Learning of two behaviors with the Baxter robot at Idiap. The taught tasks consist of holding a cup horizontally with one hand and holding a sugar cube above the cup with the other hand. The demonstrations are provided in two steps by kinesthetic teaching, namely by holding the arms of the robot and moving them through the task while the robot compensates for the effect of gravity on its limbs. This procedure allows the user to move the robot arms without feeling their weight and without feeling the motors in the articulations, while the sensors are used to record the movement. Here, the data are recorded in several frames of reference (top image). During reproduction, the robot is controlled by following a minimal intervention principle, where the impedance parameters of the robot (stiffness and damping of a virtual spring pulling the robot arms) are automatically set in accordance to the extracted variation and coordination patterns. First sequence brief demonstration to show the robot how to hold a cup horizontally. Second sequence brief demonstration to show how to hold a sugar cube above the cup. Third sequence manual displacement of the left arm to test the learned behavior (the coordination of the two hands is successfully retrieved). Last sequence combination of the two learned tasks within a minimal intervention controller. Here, the user pushes the robot to show that the robot remains soft for perturbations that do not conflict with the acquired task constraints (automatic exploitation of the redundant degrees of freedom that do not conflict with the task)
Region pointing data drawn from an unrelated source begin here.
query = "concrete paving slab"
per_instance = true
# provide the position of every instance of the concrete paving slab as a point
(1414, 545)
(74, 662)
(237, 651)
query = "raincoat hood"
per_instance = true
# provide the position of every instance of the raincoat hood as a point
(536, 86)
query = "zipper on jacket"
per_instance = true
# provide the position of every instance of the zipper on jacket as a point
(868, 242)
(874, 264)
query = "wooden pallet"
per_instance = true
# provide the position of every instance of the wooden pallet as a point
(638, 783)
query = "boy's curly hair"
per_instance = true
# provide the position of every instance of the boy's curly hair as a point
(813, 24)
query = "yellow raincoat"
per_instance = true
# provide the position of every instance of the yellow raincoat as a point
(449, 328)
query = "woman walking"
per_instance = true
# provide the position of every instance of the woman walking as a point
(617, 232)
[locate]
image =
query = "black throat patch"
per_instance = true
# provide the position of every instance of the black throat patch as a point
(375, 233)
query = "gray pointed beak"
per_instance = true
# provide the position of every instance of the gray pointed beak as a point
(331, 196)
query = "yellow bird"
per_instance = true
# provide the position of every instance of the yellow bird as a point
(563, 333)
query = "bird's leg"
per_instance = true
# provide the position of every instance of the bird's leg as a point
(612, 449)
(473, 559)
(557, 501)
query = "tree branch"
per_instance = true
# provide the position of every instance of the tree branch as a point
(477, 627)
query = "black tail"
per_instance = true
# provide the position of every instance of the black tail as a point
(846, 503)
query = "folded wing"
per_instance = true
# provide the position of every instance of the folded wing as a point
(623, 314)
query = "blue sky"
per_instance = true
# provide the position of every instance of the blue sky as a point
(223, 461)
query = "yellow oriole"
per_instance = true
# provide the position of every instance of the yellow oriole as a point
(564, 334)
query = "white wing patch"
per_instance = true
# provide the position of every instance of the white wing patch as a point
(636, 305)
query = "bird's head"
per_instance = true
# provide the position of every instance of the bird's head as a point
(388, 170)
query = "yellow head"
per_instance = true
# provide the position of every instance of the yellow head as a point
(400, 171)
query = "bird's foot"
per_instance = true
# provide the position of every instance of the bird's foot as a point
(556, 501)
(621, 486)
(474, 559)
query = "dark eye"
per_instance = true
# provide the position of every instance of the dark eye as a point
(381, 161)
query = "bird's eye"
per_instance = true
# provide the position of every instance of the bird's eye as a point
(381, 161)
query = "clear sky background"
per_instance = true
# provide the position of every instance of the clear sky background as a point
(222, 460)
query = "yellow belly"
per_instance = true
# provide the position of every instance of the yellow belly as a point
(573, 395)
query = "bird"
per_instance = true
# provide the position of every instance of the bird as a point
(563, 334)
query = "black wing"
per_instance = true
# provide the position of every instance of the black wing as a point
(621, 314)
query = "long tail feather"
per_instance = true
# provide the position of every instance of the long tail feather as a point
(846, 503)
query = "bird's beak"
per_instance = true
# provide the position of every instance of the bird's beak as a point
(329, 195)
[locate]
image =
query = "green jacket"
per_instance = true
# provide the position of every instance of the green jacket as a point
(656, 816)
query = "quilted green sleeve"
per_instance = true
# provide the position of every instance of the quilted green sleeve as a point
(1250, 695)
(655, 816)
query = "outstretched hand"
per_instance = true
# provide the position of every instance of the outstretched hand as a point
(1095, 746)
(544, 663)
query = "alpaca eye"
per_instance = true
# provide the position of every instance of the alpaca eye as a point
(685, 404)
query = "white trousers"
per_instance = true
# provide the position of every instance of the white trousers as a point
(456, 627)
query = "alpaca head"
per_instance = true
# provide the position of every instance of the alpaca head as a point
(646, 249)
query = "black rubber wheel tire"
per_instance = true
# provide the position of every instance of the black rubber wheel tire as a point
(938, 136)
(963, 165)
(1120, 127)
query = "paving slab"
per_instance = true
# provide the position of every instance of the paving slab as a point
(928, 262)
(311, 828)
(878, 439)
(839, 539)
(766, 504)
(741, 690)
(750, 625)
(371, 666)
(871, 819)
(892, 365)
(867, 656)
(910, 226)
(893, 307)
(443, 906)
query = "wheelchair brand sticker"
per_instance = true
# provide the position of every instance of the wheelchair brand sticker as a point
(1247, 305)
Table 3 Task parameters as candidate projection operators (with affine transformations defined by \({\varvec{A}}_{t,j}\) and \({\varvec{b}}_{t,j}\))

The problem can be viewed as a form of inverse optimal control (IOC) [1, 2, 24], or more precisely, as a rudimentary form of IOC which can be solved analytically. Namely, it can provide a controller without exploratory search, at the expense of being restricted to simple forms of objectives (weighted sums of quadratic errors whose weights are learned from the demonstrations). This dual view can be exploited in further research to bridge action-level and goal-level imitation or to provide better initial estimates in IOC problems.

Figure 9 shows that a TP-GMM with a single Gaussian, combined with a minimal intervention controller based on LQR, can be used to encode and retrieve various behaviors.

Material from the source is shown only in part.